When a teammate goes down, you have 3 turns to get another squad member to his position and summon a medic. The medic instantly transports the wounded squaddie from the battlefield, and he can actually be brought back into play on the following turn. However, if you don’t get there within three turns, your squad member is dead.
There’s a dark brilliance to this system. Chances are, your squadmate is bleeding out on a dangerous patch of turf, which means you really have to think about whether you want to send more teammates out to rescue him. You can easily fritter away the entire team trying to get one wounded trooper off the field. But if you don’t do it, the soldier is dead. Gone forever. And as annoying as some of these characters can be, they’re my annoying characters.
I saw this scenario play out in tragicomic fashion during my last mission. The enemy commander was taking his super-tank (basically a land-dreadnaught) on a rampage through our bases, and we had to cripple and then destroy it while avoiding its powerful main guns. Midway through that little endeavor, he received massive reinforcements along with an honest-to-God valkyrie. I was completely caught out, and thanks to the Valkyrie’s enchanted spear of death, I lost three troopers almost instantly.
Two of them were in positions where they could be rescued. But one of them, my lead assault trooper Rosie, was lying in a trench that the tank had already overrun, and the valkyrie (who is unkillable) was basically corpse-camping her.
Rosie is extra valuable because she provides an extra command point each turn, which basically means I get an extra move when she’s on the field. Still, with two anti-tank trooper and an engineer nearby, I thought we could get her out.
The engineer made a last ammunition run through the squad, replenishing their stocks, then bolted for Rosie’s position. The valkyrie spotted him and hit him with the lance just as he made it to Rosie’s side and called in the medic. Then he went down. He was slightly closer to the edge of the trench. Trouble was, the engineer is one of the fastest guys on the team. My AT gunners are better armored, but also lumbering and slow. Predictably, the next one I sent on a rescue run got shot down. Worse, he never even made it to the engineer.
So with one anti-tank Lancer remaining, and two soldiers bleeding out in dead ground, I was starting to panic. Rosie was saved, and she was more valuable than the rest of them, but I really didn’t want to lose anyone to this stupid, unfair valkyrie attack.
My solution was inelegant. I took my CO’s tank, drove it between my last lancer and the valkyrie, and used it as a moving shield.
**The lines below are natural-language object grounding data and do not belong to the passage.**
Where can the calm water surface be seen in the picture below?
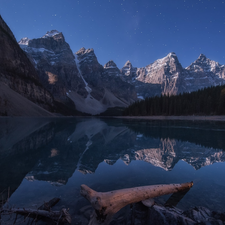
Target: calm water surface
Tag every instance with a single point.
(41, 159)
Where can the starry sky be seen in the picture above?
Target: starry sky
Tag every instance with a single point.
(140, 31)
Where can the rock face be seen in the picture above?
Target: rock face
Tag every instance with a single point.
(93, 88)
(105, 87)
(167, 76)
(78, 76)
(55, 63)
(203, 73)
(18, 73)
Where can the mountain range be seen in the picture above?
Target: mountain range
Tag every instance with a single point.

Her weapons damaged it steadily, but not enough to destroy it before it reached their position. My other lancer moved up behind the tank, rescuing my soldiers. She barely made it out of the trench before the valkyrie killed her.
I was stunned at the rush of relief I felt as we backed away from the lighting-touched lady with the glowing lance. We’d gotten everyone out alive, and now I was free to concentrate on the super-tank. But in the melee to get Rosie out of harm’s way, I’d completely forgotten about the larger mission, and was now in danger of losing it.
But that’s the point of this mechanic: it dangles the hope of preventing casualties in front of you, luring you into destructive decisions in the name of leaving no man behind.